OP DEFINITELY don’t answer your phone when you’re away, unless it’s an actual emergency

Edited to add that was a superb post, @Britneyfan with much of the balance I mentioned, but just taking the quoted bit, if an emergency is what's needed to secure attention then an "emergency" is what some will produce
It got to the point with my exMIL where we'd tell her we were going away several days before the actual date, knowing very well the "emergency" would arrive on the eve of our departure and so that it could be "sorted" withh the holiday still intact

Tooobvious · 26/06/2026 13:41

BelieveInCher · 26/06/2026 09:32

Your final paragraph is incredibly emotionally manipulative. I hope you don’t speak to any of your own relatives/friends like that.

”Emotionally manipulative"?

Uncomfortable to hear, perhaps, but true.

EnterQueene · 26/06/2026 13:45

YANBU - my MIL is like this - a featherbedded life but moans constantly. My DH & his sister keep her at arms length - duty phone calls only. My mum is the same age (early 80s) and couldn't be more different - still living her life as fully as she can and finding pleasure in the everyday. Consequently my mum is part of mine & the children's lives, not out of duty but out of love.

Tonissister · 26/06/2026 13:45

I pray to God I won't be like this, but have noticed that my parents generation, some time in their 70s and onwards forget that the people younger than them have any life except to serve them. After running aound in my fifties, like you OP. I just had enough and stopped. I decided I'd rather be the cow of the family and have energy for DC and work and DH than be their trivia-skivvy.

You could try doing the same. Ringing them and monologuing about your illness and DCs and what to do because work and and and. See if they have an ounce of energy for sympathy or help.

I8toys · 26/06/2026 14:01

Not sure if its been mentioned but their is an elderly parents board where you can vent your spleen.

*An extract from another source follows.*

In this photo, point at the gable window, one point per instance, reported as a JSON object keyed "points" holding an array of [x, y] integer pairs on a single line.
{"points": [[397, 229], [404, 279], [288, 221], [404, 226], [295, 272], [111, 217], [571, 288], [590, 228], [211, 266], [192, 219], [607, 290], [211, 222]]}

Its the entitlement I hate. They didn't help their parents out or care for them but expect everyone to run around after them. I have started to actively hate old people. Not healthy I know but I see the problems my children will have even getting a job never mind a house and I just think the majority of you have had a good life I'm not saying an easy life but a stable existence with a functioning NHS through most of their life.

BelieveInCher · 26/06/2026 14:02

Tooobvious · 26/06/2026 13:41

”Emotionally manipulative"?

Uncomfortable to hear, perhaps, but true.

No, emotionally manipulative is the correct term, actually. As uncomfortable as that might be for you to hear.